Commencement
Leaders in entertainment, education and literature to be honored at May 19th Commencements
The president of MTV Networks Entertainment, an influential film critic, a prominent sociologist and social activist, and a lauded writer and winner of a McArthur Foundation ‘genius’ grant each will receive honorary degrees at Emerson College’s Commencement exercises on Monday, May 19, at the Citi Center/Wang Theatre.
Some 750 bachelor’s degrees will be conferred at the 128th annual undergraduate ceremony, which begins at 11 a.m. Three hundred and twenty-five master’s degrees will be conferred during the graduate exercises, which start at 3 p.m. Receptions for family and friends will be held on Boston Common following each event.

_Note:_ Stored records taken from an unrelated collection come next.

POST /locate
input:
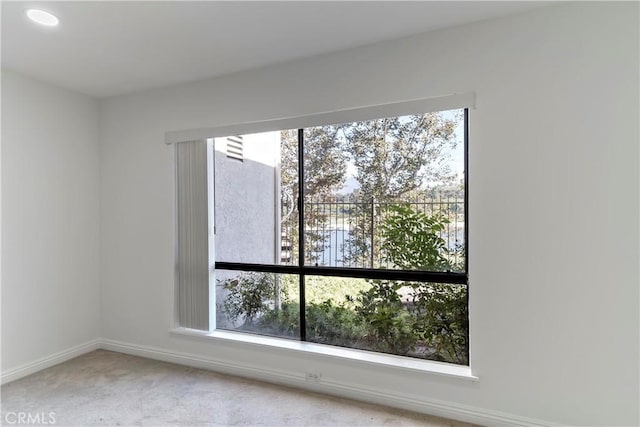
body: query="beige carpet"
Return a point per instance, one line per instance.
(111, 389)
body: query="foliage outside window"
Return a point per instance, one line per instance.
(382, 217)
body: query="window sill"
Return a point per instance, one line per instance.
(377, 359)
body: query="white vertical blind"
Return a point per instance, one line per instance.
(192, 258)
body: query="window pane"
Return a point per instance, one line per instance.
(259, 303)
(256, 184)
(421, 320)
(386, 193)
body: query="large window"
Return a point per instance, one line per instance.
(347, 234)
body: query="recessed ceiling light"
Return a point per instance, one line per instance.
(43, 18)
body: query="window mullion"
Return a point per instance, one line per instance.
(301, 239)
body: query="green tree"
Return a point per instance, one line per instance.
(325, 171)
(398, 155)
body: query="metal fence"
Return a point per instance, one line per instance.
(344, 232)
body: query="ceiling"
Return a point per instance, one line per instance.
(110, 47)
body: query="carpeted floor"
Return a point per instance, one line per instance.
(111, 389)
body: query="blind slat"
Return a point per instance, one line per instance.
(192, 235)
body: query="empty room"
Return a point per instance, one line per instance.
(351, 213)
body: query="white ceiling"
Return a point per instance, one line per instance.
(108, 48)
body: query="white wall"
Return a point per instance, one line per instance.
(553, 204)
(50, 220)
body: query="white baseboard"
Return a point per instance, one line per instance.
(412, 403)
(48, 361)
(422, 405)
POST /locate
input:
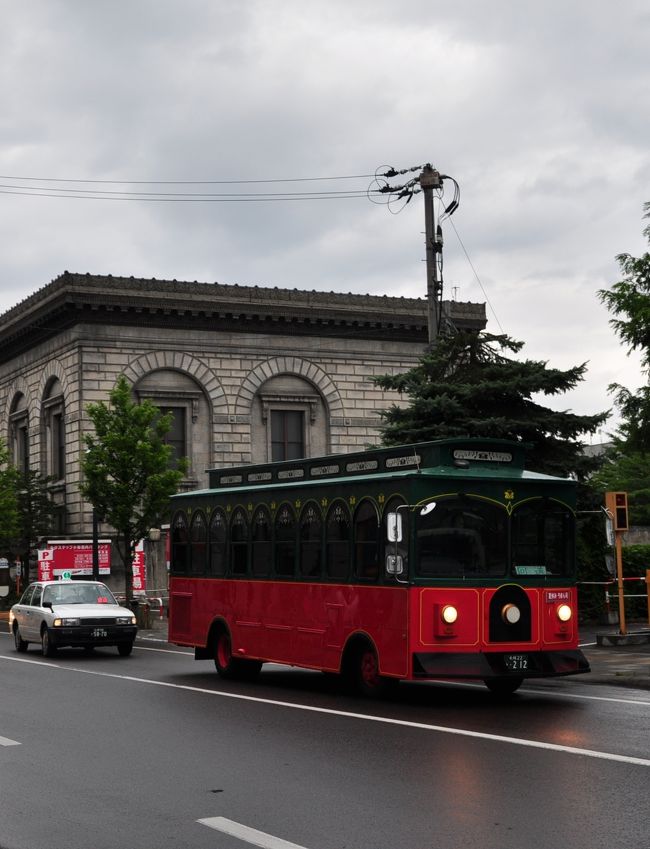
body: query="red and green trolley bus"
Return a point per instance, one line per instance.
(438, 560)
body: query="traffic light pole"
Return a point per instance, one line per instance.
(430, 180)
(622, 626)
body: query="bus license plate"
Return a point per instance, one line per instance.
(516, 662)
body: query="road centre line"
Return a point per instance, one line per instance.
(403, 723)
(247, 834)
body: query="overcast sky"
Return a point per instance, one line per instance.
(540, 111)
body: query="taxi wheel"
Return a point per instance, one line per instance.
(363, 674)
(21, 645)
(47, 648)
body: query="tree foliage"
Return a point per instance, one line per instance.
(470, 384)
(10, 524)
(127, 474)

MTV president and Emerson alumnus Doug Herzog ’81 (r) will deliver the undergraduate address. Herzog is former president of Comedy Central, where he spearheaded several current signature standouts, including the Emmy and Peabody Award-winning series The Daily Show with Jon Stewart and South Park.
Herzog will receive an honorary degree along with film critic Andrew Sarris, who served as film critic for the Village Voice for almost 30 years and as the editor of the English-language version of the influential French film magazine Cahiers du Cinema. He is best known as the primary spokesman for the “politique des auteurs” -- or auteur theory.
The graduate address will be delivered by Rebecca Newberger Goldstein, a philosophy professor who has authored short stories, essays, biographies and five novels, including the critically acclaimed novel, The Mind-Body Problem. She won a MacArthur prize in 1996 in recognition of “novels and short stories (that) dramatize the concerns of philosophy without sacrificing the demands of imaginative storytelling."
Goldstein will receive an honorary degree along with Charles V. Willie, the Charles William Eliot Professor of Education Emeritus at Harvard University’s Graduate School of Education. Willie’s 50 years of teaching, research and public policy initiatives have focused on education, family affairs, public health, community organizations and race and ethnic relations.